As I write this, southeastern Wisconsin is in the midst of our first substantial snowfall of Winter, 2025-2026. In Jonathan and Mary Clark’s lifetime, the day after a storm like this meant it was time to hitch up the sleigh and have some fun “dashing through the snow.” Here’s a lightly-revised and expanded repeat of a post that celebrates Clark-era “sleighing time” and “jingle bells.” (And be sure to click the highlighted links for more vintage wintertime images and info.)

Kimmel and Forster, publishers, “Winter Pleasure in the Country,” circa 1865. National Museum of American History, Peters Prints Collection, Smithsonian Institution.1 Note the modest straps of jingle bells on the one-horse sleigh and the much more ostentatious—and louder—straps of bells on the two-horse sleigh.

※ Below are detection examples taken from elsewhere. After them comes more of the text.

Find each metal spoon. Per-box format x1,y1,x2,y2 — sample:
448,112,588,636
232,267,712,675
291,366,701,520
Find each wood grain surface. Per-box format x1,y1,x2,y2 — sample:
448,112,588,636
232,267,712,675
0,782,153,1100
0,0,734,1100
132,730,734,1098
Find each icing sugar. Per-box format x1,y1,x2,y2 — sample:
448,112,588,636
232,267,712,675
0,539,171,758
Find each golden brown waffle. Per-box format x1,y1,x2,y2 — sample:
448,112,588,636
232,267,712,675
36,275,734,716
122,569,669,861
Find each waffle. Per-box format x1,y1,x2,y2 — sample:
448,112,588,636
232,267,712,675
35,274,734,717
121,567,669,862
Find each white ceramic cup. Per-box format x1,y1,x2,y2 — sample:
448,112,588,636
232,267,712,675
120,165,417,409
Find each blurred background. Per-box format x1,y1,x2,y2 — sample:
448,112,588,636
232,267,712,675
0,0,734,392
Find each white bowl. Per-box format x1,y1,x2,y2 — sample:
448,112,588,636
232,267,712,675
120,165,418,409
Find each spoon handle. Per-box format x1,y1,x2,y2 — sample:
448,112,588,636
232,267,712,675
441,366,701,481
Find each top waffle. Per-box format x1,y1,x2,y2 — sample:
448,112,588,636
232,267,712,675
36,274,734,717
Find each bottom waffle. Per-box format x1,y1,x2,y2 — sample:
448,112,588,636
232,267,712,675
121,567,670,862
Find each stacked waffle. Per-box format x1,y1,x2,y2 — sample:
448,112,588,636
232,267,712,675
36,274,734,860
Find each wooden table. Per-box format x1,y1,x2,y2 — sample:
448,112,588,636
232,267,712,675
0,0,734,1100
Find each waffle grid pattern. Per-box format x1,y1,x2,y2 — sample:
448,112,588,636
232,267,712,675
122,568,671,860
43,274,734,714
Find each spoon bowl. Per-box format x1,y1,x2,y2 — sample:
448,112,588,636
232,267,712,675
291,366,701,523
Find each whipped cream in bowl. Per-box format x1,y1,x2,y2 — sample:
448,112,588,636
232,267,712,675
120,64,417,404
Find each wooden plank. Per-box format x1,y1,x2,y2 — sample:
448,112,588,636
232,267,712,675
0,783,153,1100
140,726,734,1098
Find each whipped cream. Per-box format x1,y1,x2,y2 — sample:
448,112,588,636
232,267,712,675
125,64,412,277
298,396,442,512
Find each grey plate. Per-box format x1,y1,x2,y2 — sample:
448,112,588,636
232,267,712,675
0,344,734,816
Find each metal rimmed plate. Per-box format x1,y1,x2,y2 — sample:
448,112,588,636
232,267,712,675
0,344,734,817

Last winter, our earlier CHH posts Snow!, Shoveling out -and other winter chores and Stuff Happens – on a sleigh ride, got me wondering again about winter travel in old Washington/Ozaukee county during the Clarks’ era of the mid-1830s through the 1860s or so. Assuming most of the more successful farmers—such as the Clarks, Bonniwells and Turcks—owned a one- or two-horse sleigh, how easy was it to navigate that sleigh on the early county roads? Could you sleigh ride all the way to Milwaukee? And if you could, how long might that take?